Em 2021, foi submetido à Assembleia Legislativa do Estado X um projeto de lei ordinária estadual, sem qualquer anexo, contando com apenas dois artigos. Tais artigos alteravam dispositivos da Lei Complementar estadual que institui o Imposto sobre a Propriedade de Veículos Automotores (IPVA). A primeira alteração concedia isenção de IPVA a pessoas com deficiências e a segunda alteração ampliava o prazo de recolhimento desse tributo. Caso aprovada a proposta, o dispositivo da lei estadual que concede tal isenção será:
- A)inconstitucional, já que essa lei ordinária não poderia alterar uma lei complementar;
Errada, porque lei ordinaria pode, em regra, veicular beneficio de IPVA se respeitados os requisitos constitucionais e fiscais, nao havendo esse impedimento automatico por ser lei complementar anterior.
- B)inconstitucional, já que essa lei não está acompanhada da estimativa do seu impacto orçamentário e financeiro;
Certa, porque a isencao tributaria configura renuncia de receita e exige estimativa do impacto orcamentario e financeiro, conforme art. 14 da LRF, requisito ausente no enunciado.
- C)inconstitucional, por não se tratar de uma lei específica que regule exclusivamente a isenção;
Errada, porque a inconstitucionalidade nao decorre da falta de exclusividade formal, mas da ausencia de estimativa de impacto fiscal exigida para a renuncia de receita.
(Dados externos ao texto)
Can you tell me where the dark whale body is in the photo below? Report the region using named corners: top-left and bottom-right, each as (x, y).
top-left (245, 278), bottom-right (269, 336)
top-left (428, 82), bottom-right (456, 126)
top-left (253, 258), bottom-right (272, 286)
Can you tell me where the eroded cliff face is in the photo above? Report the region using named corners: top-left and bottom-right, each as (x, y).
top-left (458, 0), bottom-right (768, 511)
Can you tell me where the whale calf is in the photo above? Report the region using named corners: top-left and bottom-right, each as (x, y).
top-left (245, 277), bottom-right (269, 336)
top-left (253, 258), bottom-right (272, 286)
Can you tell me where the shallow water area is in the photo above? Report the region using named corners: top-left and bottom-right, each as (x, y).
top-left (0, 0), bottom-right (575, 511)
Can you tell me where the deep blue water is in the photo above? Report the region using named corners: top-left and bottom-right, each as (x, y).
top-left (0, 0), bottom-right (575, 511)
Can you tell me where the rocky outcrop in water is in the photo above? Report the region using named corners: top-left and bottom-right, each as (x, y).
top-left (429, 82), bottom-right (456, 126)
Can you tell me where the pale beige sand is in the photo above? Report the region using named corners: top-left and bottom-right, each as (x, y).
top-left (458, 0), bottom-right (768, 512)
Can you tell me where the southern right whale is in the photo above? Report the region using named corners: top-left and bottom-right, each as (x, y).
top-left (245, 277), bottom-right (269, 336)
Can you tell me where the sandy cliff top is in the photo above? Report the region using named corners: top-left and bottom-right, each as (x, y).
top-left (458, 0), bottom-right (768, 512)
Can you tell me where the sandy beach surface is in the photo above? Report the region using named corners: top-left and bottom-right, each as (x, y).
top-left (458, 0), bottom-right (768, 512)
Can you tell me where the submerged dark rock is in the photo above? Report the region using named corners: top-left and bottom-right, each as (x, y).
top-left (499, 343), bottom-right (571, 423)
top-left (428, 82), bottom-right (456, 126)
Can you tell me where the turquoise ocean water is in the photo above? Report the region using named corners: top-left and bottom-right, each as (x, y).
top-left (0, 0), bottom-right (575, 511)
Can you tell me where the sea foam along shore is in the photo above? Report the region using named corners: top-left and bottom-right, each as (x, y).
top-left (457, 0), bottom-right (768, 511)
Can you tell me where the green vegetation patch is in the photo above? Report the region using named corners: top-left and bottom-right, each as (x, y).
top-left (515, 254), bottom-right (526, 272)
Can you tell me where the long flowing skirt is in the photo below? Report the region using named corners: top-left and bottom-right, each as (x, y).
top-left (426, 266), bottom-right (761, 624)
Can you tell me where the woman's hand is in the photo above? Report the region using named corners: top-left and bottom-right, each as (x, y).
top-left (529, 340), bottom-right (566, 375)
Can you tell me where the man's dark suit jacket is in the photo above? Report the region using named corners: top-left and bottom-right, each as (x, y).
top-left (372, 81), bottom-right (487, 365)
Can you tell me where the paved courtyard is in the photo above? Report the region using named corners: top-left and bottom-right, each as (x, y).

- D)constitucional, por ser lei específica que regula o IPVA;
Errada, porque a questao nao pode ser resolvida apenas pela ideia de lei especifica, ja que falta o cumprimento da exigencia fiscal de previsao do impacto orcamentario-financeiro.
- E)constitucional, já que tal isenção pode ser concedida mediante lei ordinária.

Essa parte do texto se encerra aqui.